Analysis of usage of 48 data science tools by over 10,000 data professionals showed that data science tools could be grouped into a smaller set (specifically, 14 tool groupings). That is, some data science tools tend to be used together apart from other data science tools. Implications for vendors and data professionals are discussed.
Data professionals rely on data science tools, technologies and languages to help them get insights from data. A recent study showed that data professionals typically use around 4 data science tools. So, which data science tools they use? Are some tools used together? A previous study of data professionals showed logical tool groupings; that is, some tools tend to be used together, apart from other tools. I wanted to validate those previous findings using new survey data from Kaggle’s 2017 State of Data Science and Machine Learning study in which they collected responses from over 16,000 data professionals on a variety of data science practices, including their use of 48 different data science tools, technologies and languages.
Dimension Reduction through Principal Components Analysis
I used a data reduction approach called principal components analysis to help determine which tools tend to be used together. This approach groups the tools by looking at the relationship among all tools simultaneously.
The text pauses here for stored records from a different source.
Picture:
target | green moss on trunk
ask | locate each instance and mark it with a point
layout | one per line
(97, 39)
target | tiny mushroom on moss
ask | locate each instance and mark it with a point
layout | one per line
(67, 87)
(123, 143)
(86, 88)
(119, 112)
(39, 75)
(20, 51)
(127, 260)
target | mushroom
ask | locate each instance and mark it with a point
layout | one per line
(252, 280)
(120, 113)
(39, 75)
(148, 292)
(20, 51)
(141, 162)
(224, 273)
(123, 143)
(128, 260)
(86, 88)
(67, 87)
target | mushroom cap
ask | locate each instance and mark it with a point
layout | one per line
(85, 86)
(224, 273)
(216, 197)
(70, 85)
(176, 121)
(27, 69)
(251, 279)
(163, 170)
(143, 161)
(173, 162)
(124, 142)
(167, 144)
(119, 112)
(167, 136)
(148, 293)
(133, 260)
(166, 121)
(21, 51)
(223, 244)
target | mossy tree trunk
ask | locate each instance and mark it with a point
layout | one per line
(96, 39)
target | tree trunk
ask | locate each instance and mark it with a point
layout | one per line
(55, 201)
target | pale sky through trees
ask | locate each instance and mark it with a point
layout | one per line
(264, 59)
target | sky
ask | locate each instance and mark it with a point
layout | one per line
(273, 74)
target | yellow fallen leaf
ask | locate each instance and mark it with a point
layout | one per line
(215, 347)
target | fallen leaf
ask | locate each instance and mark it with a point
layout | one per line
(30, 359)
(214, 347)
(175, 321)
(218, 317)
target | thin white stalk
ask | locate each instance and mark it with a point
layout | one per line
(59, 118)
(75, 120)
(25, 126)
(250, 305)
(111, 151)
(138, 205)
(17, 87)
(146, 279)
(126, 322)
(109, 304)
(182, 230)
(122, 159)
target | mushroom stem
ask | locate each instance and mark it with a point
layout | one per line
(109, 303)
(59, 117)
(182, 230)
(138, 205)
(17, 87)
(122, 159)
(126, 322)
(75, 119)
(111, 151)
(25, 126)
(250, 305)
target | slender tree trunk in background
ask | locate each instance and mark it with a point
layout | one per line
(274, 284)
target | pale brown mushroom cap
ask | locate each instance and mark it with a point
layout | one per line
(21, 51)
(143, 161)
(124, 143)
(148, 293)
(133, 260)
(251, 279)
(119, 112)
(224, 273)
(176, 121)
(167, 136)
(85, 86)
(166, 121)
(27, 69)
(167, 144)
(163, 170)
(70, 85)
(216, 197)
In general, principal components analysis examines the statistical relationships (e.g., covariances) among a large set of variables and tries to explain these correlations using a smaller number of variables (components).
The results of the principal components analysis are presented in tabular format called the principal component matrix. This matrix is an NxM table (N = number of original variables (in this case, data science tools) and M = number of underlying components). The elements of a principal component matrix represent the relationship between each of the data science tools and the underlying components. These elements represent the strength of relationship between the variables and each of the underlying components. By analyzing tool usage, the results of the principal components analysis will tell us two things:
- number of underlying components (tool groupings) that describe the initial set of data science tools
- which data science tools are best represented by each tool grouping
This use of principal components analysis is exploratory in nature. That is, I didn’t impose a pre-defined structure on the data itself. The pattern of relationships among the 48 tools drove the pattern of results. While human judgment comes into play in the determination of the number of components that best describe the data, the selection of the number of components is based on the results. The goal of the current analysis was to explain the relationship among the 48 tools with as few components as was necessary. Toward that end, there are a couple of rules of thumb that I used to determine the number of components using the eigenvalues (output of principal components analysis). One rule of thumb is to set the number of components based on the number of eigenvalues greater than unity (1.0). Another way is to plot (called a scree plot) the 48 eigenvalues to identify a clear breaking point along the eigenvalues.
The plot of the eigenvalues appeared to break around the 13th and 14th eigenvalue. Also, there were 14 eigenvalues greater than unity. Therefore, I chose a 14-factor solution to explain the relationships among the 48 data science tools.
Based on a 14-factor solution, the principal component matrix (see Table 1) was somewhat easy to interpret. Some of the cell values in the matrix in Table 1 are bold to represent values greater than .32. The components’ headings are based on the tools that loaded highest on that component. For example, three IBM products loaded highly on component 8, showing that usage of these tools by a given respondent tend to go together (if you use one of IBM’s tools, you tend to use the other(s)); as a result, I labeled that component as IBM. Similarly, based on the tools that were highly related to the other 13 components, the other 13 components were labeled accordingly.
The results suggest that 14 tool grouping describe the data well. I’ve listed the 14 groupings below by including the tools that describe each grouping. Tools that fall within a specific group tend to be used together.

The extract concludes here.